After the Teacher from Galilee resurrected his beloved friend Lazarus — says the gospel according to John — Israel’s religious authorities got so alarmed they plotted to take Jesus’ life.
“It is better for you that one man die for the people than that the whole nation perish,” the high priest Caiaphas told his confreres as he strove to allay their fears of armed intervention by Caesar should the people rally around the Christ and revolt against the Roman Empire.
As we observe with Christians around the world the holiest of weeks on the liturgical calendar, we bemoan the continual cheapening of human life across our country.
The discourse of Cebu’s community leaders in the wake of the bloodbath in the metropolis does not go far in upholding the right to life upon which is hinged every other human rights.
Last Friday’s shootings in uptown Cebu City that killed security guard Wilson Bucag and injured his colleagues as well as Wellington Lim and two Germans who were caught in the crossfire.
Subsequently, a chorus of voices called on police to stop the violence for the sake of business, tourism, and the country’s reputation.
Our community leaders can do better than speak as if the killings were just domestic dirt to be swept under the carpet or a senile relative to lock up in a soundproof room for us to keep up appearances with our guests and spare ourselves from shame.
The continual killings are alarming — and we disagree with the police’s insistence on the lack of a pattern in them since they at the very least share the commonality of being perpetrated using guns, as we already noted in this space — not because they would turn off tourists and investors or make Cebu a spectacular embarrassment.
They are a cause of alarm because they rob persons of a divine gift that no creature has the authority to take; outrageous because they violate our common human will to survive and to flourish; reprehensible because they steal someone’s loved one and fear-inducing because no one knows who would fall next.

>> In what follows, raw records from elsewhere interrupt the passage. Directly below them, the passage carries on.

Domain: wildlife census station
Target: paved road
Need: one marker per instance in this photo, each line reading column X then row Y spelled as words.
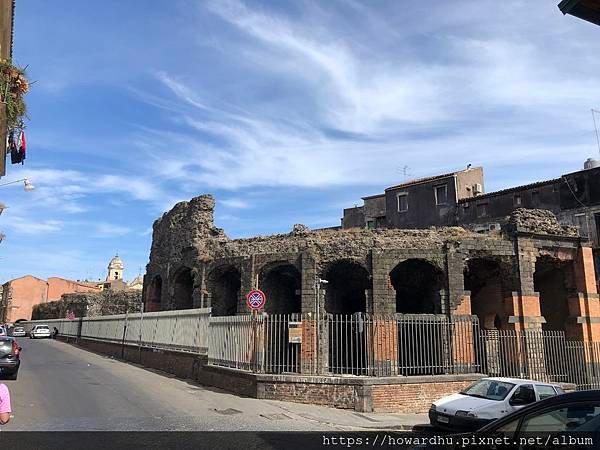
column 61, row 387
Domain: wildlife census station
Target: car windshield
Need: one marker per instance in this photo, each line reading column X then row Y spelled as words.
column 489, row 389
column 5, row 347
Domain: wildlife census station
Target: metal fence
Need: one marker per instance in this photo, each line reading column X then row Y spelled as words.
column 351, row 345
column 182, row 330
column 257, row 343
column 542, row 355
column 362, row 344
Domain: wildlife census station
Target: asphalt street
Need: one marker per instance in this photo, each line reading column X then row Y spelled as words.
column 64, row 388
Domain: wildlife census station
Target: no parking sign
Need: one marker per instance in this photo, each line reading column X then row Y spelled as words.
column 256, row 299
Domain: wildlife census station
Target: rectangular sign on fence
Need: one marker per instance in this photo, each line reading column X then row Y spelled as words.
column 295, row 332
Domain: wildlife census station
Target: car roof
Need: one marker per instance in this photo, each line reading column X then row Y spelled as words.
column 577, row 396
column 519, row 380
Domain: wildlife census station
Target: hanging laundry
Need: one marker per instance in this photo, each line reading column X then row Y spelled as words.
column 15, row 155
column 22, row 145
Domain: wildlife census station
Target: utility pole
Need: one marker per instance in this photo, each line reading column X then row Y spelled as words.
column 6, row 33
column 594, row 112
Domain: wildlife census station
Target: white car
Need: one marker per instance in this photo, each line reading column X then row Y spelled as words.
column 486, row 400
column 18, row 332
column 40, row 331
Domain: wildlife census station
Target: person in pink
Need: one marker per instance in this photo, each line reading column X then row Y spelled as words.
column 4, row 404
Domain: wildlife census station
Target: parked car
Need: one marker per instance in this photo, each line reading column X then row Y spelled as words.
column 18, row 332
column 39, row 331
column 563, row 421
column 486, row 400
column 9, row 357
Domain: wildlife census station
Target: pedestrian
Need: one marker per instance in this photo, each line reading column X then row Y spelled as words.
column 4, row 404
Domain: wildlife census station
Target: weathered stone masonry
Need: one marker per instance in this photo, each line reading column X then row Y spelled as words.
column 510, row 281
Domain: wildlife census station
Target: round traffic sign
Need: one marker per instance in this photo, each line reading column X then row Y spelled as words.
column 256, row 299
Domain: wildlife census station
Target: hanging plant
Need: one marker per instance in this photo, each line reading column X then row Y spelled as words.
column 13, row 87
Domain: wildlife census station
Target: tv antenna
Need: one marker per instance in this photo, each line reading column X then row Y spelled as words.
column 594, row 112
column 405, row 172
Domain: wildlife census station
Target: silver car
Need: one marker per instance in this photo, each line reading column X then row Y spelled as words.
column 39, row 331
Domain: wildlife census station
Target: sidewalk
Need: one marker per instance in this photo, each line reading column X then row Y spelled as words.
column 344, row 418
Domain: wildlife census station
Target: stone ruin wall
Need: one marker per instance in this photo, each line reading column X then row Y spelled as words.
column 186, row 237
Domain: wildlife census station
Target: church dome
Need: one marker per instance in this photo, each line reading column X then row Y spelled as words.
column 115, row 263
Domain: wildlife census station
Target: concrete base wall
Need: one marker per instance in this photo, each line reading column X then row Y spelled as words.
column 386, row 394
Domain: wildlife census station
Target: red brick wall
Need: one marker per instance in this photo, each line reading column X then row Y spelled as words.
column 336, row 395
column 59, row 286
column 26, row 292
column 413, row 397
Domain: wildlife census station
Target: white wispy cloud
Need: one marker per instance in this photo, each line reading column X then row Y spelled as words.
column 20, row 225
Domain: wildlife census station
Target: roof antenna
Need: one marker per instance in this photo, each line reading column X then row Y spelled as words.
column 594, row 112
column 405, row 172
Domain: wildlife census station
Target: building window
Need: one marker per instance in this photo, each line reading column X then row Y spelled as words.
column 402, row 202
column 482, row 210
column 441, row 195
column 582, row 225
column 518, row 201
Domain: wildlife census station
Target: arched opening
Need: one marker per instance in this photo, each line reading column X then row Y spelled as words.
column 183, row 289
column 348, row 282
column 281, row 285
column 554, row 280
column 224, row 285
column 345, row 299
column 483, row 278
column 418, row 286
column 154, row 295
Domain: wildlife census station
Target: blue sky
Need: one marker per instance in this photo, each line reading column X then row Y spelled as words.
column 286, row 111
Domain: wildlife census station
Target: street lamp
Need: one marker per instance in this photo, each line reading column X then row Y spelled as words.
column 26, row 184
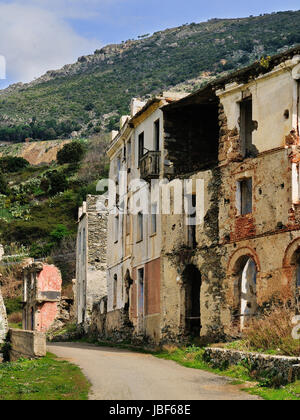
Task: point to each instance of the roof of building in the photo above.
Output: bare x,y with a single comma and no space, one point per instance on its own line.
243,76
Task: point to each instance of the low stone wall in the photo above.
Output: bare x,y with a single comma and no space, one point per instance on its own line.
278,369
27,344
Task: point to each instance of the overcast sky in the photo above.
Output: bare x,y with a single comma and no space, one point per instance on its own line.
40,35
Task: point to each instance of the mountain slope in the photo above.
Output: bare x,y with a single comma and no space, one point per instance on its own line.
94,91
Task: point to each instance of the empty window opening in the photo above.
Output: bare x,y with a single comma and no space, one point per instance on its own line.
192,282
246,125
117,226
157,135
115,291
191,228
244,196
140,226
153,218
298,273
128,154
141,297
141,145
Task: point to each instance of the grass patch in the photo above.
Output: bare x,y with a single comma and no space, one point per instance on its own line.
192,357
44,379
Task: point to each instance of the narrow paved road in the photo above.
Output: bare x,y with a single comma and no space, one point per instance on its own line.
124,375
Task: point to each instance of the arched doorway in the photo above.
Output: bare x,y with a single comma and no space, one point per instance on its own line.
245,304
192,289
248,298
291,266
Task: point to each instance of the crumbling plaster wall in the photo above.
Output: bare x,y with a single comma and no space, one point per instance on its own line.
206,257
267,233
91,280
276,277
268,112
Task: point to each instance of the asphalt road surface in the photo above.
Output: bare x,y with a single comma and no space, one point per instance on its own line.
124,375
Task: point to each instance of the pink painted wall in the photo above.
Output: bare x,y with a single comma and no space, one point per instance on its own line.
49,279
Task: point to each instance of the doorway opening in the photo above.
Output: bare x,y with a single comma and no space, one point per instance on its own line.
192,282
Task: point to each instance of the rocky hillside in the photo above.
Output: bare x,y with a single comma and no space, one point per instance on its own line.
91,93
36,153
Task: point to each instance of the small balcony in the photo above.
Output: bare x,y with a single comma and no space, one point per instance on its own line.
150,165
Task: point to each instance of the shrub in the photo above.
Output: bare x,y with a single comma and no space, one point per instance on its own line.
13,305
3,184
15,318
58,182
13,164
71,153
273,332
59,233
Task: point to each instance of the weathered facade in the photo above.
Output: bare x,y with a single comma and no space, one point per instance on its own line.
3,320
41,296
246,252
235,143
91,285
3,317
134,240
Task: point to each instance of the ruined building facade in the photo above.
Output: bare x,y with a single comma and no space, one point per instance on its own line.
41,296
3,316
236,144
3,320
91,285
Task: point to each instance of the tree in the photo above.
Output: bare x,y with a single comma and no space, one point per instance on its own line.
71,153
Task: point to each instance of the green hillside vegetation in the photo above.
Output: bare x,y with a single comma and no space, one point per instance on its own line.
39,204
91,94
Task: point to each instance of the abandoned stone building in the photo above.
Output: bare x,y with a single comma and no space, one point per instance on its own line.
91,284
41,296
236,144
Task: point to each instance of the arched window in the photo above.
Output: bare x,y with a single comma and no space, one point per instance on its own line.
248,302
298,273
115,291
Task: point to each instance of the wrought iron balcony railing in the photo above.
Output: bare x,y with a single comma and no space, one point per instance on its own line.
150,165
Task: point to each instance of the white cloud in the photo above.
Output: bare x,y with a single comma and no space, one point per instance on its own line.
35,39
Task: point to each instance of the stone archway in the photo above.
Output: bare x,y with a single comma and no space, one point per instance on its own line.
191,292
291,269
243,271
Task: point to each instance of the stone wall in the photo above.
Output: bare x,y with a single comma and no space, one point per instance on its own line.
278,369
27,344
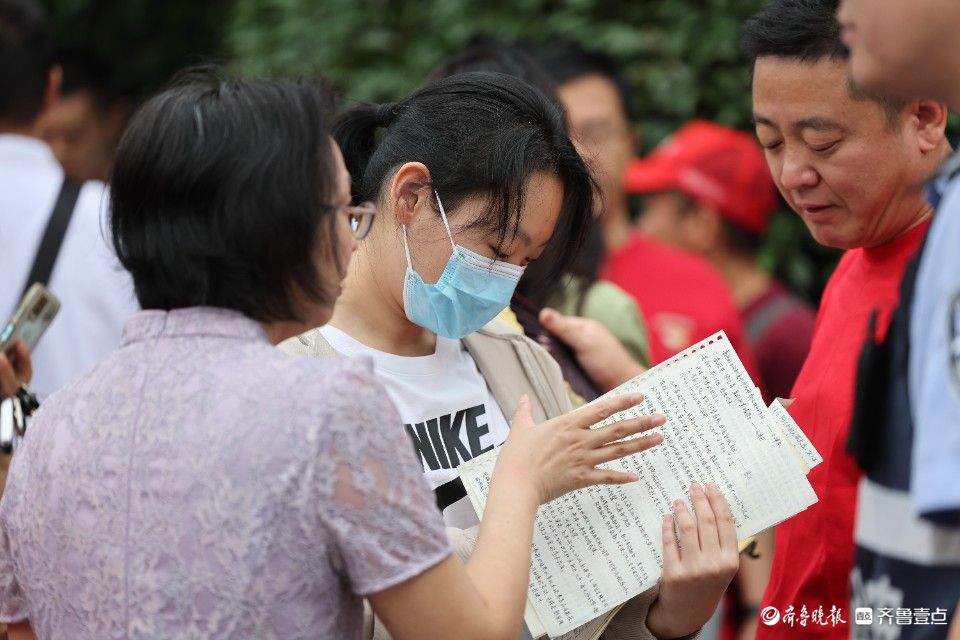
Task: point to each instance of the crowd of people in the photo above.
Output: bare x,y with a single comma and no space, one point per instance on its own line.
284,325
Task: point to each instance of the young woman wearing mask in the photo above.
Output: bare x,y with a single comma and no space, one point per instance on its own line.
198,483
472,175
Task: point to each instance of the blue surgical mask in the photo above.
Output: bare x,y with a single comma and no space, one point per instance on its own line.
471,291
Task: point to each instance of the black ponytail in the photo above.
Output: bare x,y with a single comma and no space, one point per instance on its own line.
478,133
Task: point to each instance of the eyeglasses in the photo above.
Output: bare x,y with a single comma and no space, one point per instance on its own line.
361,218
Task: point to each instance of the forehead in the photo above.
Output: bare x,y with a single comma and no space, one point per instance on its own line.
343,176
591,97
787,91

The next victim could be any one of us.
When a man thinks only out of self-interest, no matter how enlightened to save his neighbor, he is only marginally different from the man, the member of the cheering squad to the bloody campaign against drugs, who supports out of self-interest the elimination of his neighbor.

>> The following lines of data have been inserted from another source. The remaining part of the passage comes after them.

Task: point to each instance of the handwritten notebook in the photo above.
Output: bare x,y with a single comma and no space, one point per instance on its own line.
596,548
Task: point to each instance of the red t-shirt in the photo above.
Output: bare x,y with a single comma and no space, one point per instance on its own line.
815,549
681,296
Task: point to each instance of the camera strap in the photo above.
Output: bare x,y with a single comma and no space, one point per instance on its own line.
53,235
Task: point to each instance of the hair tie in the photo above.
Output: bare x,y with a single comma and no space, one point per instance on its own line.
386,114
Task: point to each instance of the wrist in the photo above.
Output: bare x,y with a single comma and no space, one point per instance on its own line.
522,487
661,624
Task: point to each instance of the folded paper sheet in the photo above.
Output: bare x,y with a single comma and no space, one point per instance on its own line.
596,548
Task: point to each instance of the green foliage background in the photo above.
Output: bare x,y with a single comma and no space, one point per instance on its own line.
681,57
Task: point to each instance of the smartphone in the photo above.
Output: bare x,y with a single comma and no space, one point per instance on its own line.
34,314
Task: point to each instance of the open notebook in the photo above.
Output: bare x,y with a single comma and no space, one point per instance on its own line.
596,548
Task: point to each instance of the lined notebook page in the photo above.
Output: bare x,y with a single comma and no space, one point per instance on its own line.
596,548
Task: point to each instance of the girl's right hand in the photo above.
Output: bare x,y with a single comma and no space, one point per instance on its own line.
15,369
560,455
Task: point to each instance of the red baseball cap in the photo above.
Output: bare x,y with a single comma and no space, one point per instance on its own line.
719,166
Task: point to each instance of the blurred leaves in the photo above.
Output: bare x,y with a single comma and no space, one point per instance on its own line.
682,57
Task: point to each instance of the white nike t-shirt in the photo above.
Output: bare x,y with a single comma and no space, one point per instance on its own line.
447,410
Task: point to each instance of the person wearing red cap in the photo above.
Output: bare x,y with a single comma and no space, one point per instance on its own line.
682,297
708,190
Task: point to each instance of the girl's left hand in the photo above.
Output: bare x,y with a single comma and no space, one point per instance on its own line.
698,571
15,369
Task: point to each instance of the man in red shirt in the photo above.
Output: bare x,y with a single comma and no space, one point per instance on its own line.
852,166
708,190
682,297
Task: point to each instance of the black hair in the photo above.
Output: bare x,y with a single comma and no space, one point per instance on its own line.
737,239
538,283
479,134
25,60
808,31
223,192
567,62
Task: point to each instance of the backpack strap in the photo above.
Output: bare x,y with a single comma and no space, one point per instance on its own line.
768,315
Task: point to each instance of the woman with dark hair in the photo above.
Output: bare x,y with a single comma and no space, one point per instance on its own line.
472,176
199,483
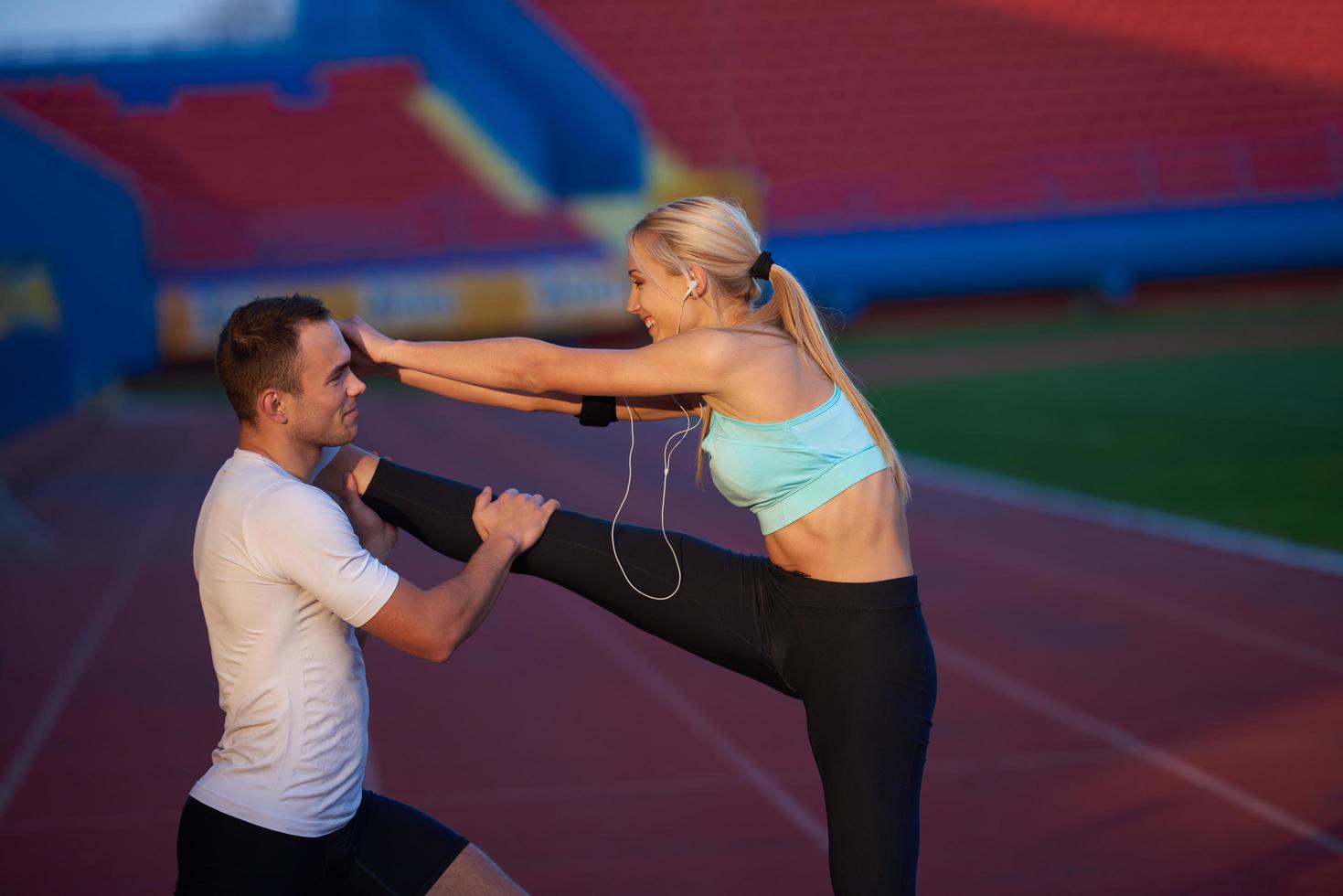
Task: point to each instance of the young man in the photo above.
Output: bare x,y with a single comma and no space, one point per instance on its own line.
286,578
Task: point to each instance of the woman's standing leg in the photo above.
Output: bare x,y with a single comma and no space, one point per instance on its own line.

Both men treat their fellow human beings as means to an end. Both men objectify and use people.
By all means, hasten the investigation of the killings and the arrest and prosecution of the perpetrators. By all means, reconvene without putting on recess the peace and order councils. But do so with a deep rather than a utilitarian motivation.
Start with gestures that convey the community’s grief because someone died, the community’s intolerance for violence. One such sign would be a visit to the wake of a victim like Wilson Bucag. For survivors like Pauline Basbach and Manuel Georrings, start with signs of regret and human solidarity.
Long ago, rather than rejoice over Lazarus’ restoration to life, Caiaphas abetted the murder of the man Christians recognize as the Son of God because of his obsession with public order and the stability of the elite.
Let us not act like Caiaphases of the 21st century.